国境付近で大規模な部隊を展開すれば、ダルタ人勢力圏から警戒される恐れがある。今回は俺・ルナ・ナユタ・ダイルンなどといった少数精鋭メンバーで護衛を行おう。
「それではこれで行きましょう。解散!」
―― 約二週間後。
「違う違う、そうじゃねえよ。先にこっちをだなぁ……」
「今週の目標は一週間で〇キロ、そうすると一日当たりこれぐらい進めないといけないから……」
「明日は天気悪いようだ。今日はちょっと多めに作業して、明日はゆっくり休むぞ」
南部の国境付近で、職人たちの活気のあるやり取りが聞こえてくる。
作業は順調そのものだ。
「いやぁ、アレク殿。流石ですなぁ。御見それしました」
視察に訪れたブレンハイム子爵が目を丸くする。
「いや、ブレンハイム子爵が腕のいい職人をよこしてくれたおかげですよ」
俺は彼に答える。
「ナユタたちが偵察から戻ってきました。周囲に敵の気配はありません」
ルナが俺に報告する。
この分なら、当初予定より更に速く完成するかもしれない。
そしたらまぁ、職人たちに酒でもおごるか。
こうして、難工事が予想された「キュレンダールの長城」の補修はわずか一か月で終了した。これで南方から異民族たちが攻め寄せてくる心配は当分なくなるだろう。
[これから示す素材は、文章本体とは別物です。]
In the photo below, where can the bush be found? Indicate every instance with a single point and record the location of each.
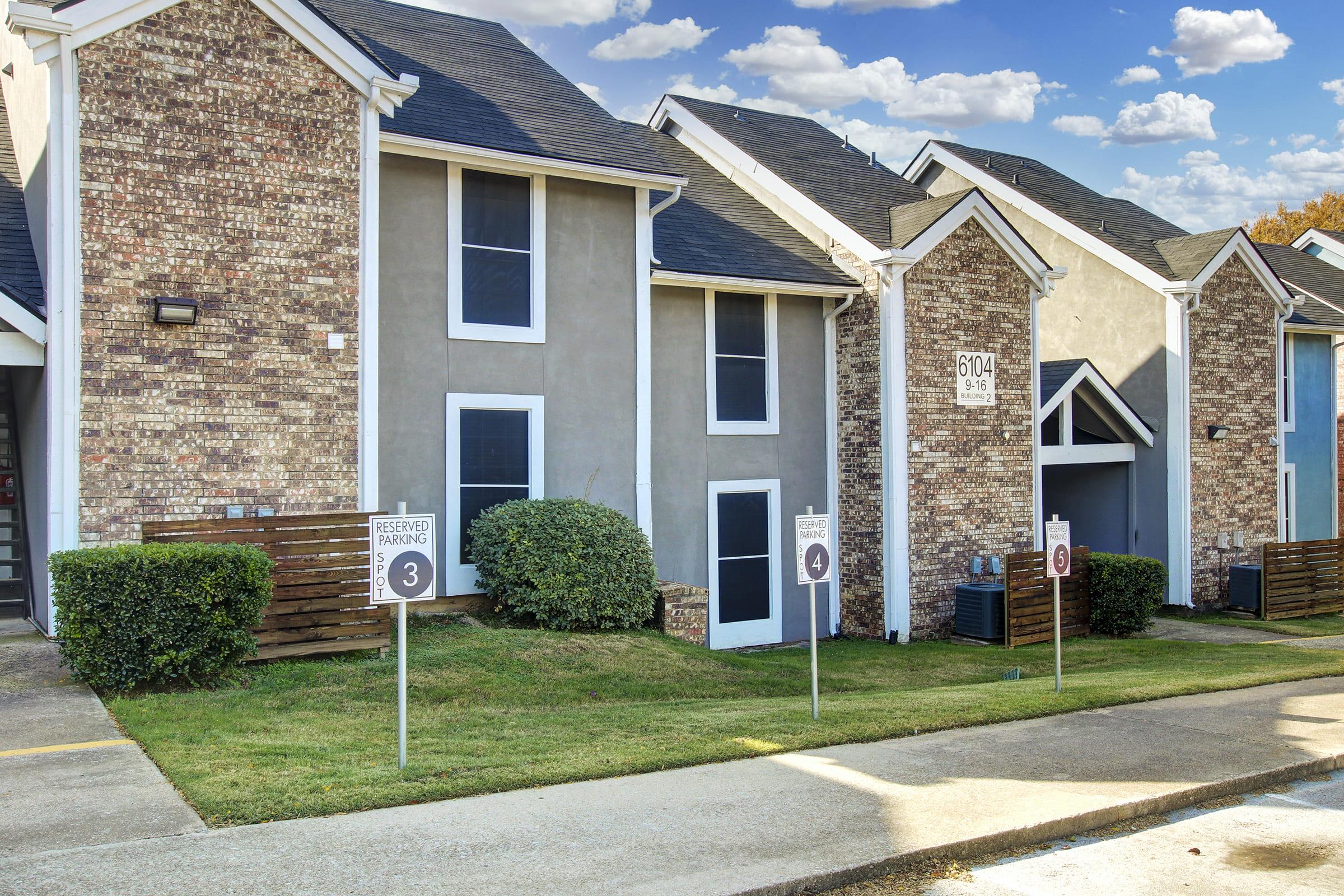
(1126, 593)
(153, 614)
(565, 563)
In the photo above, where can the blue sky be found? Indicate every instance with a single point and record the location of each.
(1225, 109)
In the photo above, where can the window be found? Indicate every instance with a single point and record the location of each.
(745, 570)
(743, 370)
(495, 454)
(1289, 390)
(496, 255)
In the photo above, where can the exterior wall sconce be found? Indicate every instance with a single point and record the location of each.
(170, 309)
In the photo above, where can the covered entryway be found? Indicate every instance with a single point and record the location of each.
(1088, 441)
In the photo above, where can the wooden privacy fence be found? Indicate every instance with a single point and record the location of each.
(320, 604)
(1303, 578)
(1030, 597)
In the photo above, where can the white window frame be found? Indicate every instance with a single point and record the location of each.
(1289, 412)
(460, 578)
(769, 426)
(753, 632)
(458, 328)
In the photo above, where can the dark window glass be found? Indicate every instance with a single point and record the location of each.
(496, 288)
(744, 524)
(744, 590)
(476, 501)
(740, 324)
(740, 389)
(496, 210)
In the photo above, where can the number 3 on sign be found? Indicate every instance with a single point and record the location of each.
(975, 374)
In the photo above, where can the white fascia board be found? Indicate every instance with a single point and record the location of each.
(978, 206)
(749, 284)
(1117, 406)
(96, 19)
(752, 170)
(996, 189)
(515, 162)
(1320, 240)
(1241, 245)
(24, 320)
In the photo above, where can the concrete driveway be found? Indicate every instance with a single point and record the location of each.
(68, 776)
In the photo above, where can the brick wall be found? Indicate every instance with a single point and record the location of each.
(220, 160)
(1233, 382)
(859, 448)
(971, 489)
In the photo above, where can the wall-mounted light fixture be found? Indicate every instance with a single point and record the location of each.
(171, 309)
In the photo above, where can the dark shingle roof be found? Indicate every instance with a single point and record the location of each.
(718, 228)
(1130, 228)
(482, 86)
(816, 163)
(19, 273)
(1308, 276)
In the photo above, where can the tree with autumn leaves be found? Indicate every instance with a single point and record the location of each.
(1285, 225)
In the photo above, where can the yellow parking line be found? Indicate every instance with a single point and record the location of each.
(29, 752)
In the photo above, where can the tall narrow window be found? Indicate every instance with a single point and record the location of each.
(496, 254)
(743, 368)
(494, 456)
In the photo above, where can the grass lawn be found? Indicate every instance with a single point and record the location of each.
(496, 710)
(1298, 627)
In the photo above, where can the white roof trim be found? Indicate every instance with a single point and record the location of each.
(767, 179)
(932, 153)
(24, 320)
(515, 162)
(979, 207)
(750, 284)
(1117, 405)
(96, 19)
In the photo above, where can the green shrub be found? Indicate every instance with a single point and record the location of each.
(565, 563)
(1126, 593)
(153, 614)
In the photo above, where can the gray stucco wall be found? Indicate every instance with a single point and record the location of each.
(1107, 316)
(585, 370)
(30, 401)
(686, 460)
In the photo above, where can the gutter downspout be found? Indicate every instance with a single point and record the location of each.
(832, 372)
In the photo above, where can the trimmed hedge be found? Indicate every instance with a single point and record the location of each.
(1126, 593)
(565, 563)
(158, 614)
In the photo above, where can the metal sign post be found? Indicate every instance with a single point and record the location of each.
(401, 570)
(1058, 564)
(812, 538)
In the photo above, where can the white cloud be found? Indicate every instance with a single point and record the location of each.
(1139, 76)
(1208, 197)
(648, 41)
(1208, 41)
(1200, 157)
(593, 92)
(543, 12)
(870, 6)
(1168, 119)
(805, 72)
(893, 144)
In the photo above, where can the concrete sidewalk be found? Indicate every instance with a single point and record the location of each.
(76, 794)
(769, 825)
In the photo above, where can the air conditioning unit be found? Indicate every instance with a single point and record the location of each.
(1244, 587)
(980, 610)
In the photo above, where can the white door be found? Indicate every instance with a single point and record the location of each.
(745, 574)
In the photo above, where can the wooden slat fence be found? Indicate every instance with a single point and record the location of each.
(1030, 597)
(320, 604)
(1303, 578)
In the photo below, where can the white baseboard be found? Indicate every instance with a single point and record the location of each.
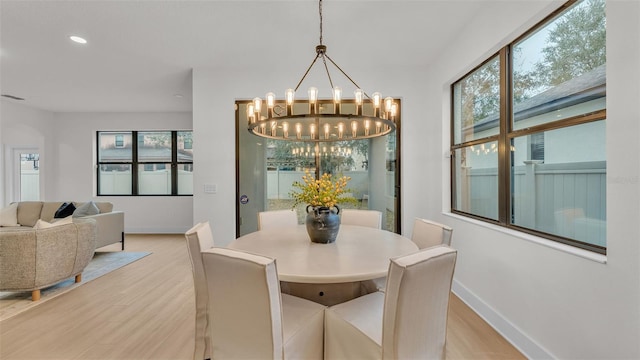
(503, 326)
(154, 230)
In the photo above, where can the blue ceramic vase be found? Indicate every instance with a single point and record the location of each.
(323, 223)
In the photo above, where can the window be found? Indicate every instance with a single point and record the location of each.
(528, 131)
(162, 164)
(119, 140)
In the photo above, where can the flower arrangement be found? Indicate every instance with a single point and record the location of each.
(326, 191)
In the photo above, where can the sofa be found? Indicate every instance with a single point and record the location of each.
(35, 258)
(109, 223)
「王女派」がこれを見事にやってのけたことで、「大貴族派」はさらに苦しい立場に立たされるはずだ。
だが……。
それにより追い詰められた大貴族派が徐々に強硬手段に訴えてくる危険性が高まってくる。
まだまだ先の話だろうが、そろそろ「大貴族派との戦争」を意識して軍隊を強化していく必要があるな。
俺はエルトリア城のバルコニーから空を眺めながら、そんなことを考えていた。